If a house is levelled, don't build the same house.
~Dr. Debi Silber, PBT Institute
If there is one fundamental misunderstanding by those who don't see the inside of our marriage (but who think they do, and yes, I'm talking about the other woman), it's that our marriage post-infidelity is pretty much the same as our marriage pre-infidelity. I've heard the wails: "He gets to go back to his wife and his marriage and I'm alone." As if we welcome them back with open arms. As if we aren't shattered by betrayal. As if...
But it's a mistake that, sometimes, gets made by those of us inside the marriage. We're so desperate to get past this, to have our marriage back, that we build the same house, as Dr. Debi Silber puts it. We recreate the same marriage with the same dynamics with the same guy and then expect everything to be different. Or at least one thing to be different: That he doesn't cheat again.
It's lunacy, isn't it? Even if we thought our marriage was great – even if he's telling us that our marriage was great, that his cheating had nothing to do with us, that he never stopped loving us – even with that, we still need to build a new house. Cause the old house is gone. The trauma of betrayal blew that baby to bits.
But the thing with trauma is that it can help us lay down an entirely new foundation. This is, in no way the same as saying that trauma is "good" because it helps us grow. (In some cases, it does exactly the opposite as Lisa Arends so beautifully described in a recent blog post on her site.) But trauma, when it hits us as adults, is lay bare all the cracks. In my case, the trauma of my husband's betrayal forced me to look at all the ways in which I'd been abandoning myself. I brought childhood trauma into my marriage. I was the capable one, the responsible one, the "fixer". Which left my husband the role of errant teenager, which fed into his family dynamic that, without an adult telling him what to do, he was likely to get it wrong.
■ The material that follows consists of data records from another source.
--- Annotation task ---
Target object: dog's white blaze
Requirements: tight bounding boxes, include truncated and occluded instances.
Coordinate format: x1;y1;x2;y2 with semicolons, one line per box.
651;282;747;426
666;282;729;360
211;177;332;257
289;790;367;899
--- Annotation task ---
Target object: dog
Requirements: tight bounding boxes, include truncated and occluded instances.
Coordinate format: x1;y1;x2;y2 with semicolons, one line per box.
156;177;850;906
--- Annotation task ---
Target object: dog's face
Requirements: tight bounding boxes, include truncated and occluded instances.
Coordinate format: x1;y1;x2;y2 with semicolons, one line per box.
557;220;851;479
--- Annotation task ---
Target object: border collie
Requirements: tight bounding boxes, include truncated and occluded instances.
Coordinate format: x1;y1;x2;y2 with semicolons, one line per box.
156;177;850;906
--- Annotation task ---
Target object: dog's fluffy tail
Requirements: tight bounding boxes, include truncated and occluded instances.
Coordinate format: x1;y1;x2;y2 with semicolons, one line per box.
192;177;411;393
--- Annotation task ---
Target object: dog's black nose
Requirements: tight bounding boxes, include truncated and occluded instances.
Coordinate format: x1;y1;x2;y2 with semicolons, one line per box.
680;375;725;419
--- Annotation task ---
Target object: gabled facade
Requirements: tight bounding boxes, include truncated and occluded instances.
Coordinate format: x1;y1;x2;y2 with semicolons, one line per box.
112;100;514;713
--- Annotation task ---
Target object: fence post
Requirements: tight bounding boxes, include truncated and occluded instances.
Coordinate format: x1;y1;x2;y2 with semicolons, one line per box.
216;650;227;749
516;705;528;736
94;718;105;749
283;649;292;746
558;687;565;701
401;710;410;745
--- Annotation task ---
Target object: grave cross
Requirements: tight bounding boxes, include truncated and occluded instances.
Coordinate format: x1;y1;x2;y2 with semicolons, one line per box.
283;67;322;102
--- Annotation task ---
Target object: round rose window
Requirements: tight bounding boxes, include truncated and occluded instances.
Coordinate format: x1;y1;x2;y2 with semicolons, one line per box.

And so I seethed with resentment that I had to do everything. And my husband seethed with resentment that he was treated like a child.
Enter the trauma of betrayal. I had the choice to either build the same damn house or build a new one. And though I still slip into that old house – my default as fixer shows up every single time I'm stressed – I nonetheless built a new one. One that required my husband to be a partner to me. One that required my husband to work through his own childhood stuff while I addressed mine.
As Dr. Silber tells us, the problem isn't trauma, it's staying there. When you heal from it, you learn that even though it was done to you, it wasn't about you.
I had to learn that. And I don't know how else I would have learned that if I hadn't had my metaphorical house blown up. We betrayed wives tend to spend a lot of time playing "what if". What if he'd never cheated, would I be happier? What if he'd never cheated, would I feel more secure?
It's a fool's game. He did cheat. And we are left to rebuild a new house with the same husband (or rather a husband who'd damn well better not stay the same), or to rebuild a life without him as our husband. Either choice is a perfectly reasonable one. But if you choose to stay, you cannot move back into that old house, no matter what the other woman thinks. That house is gone.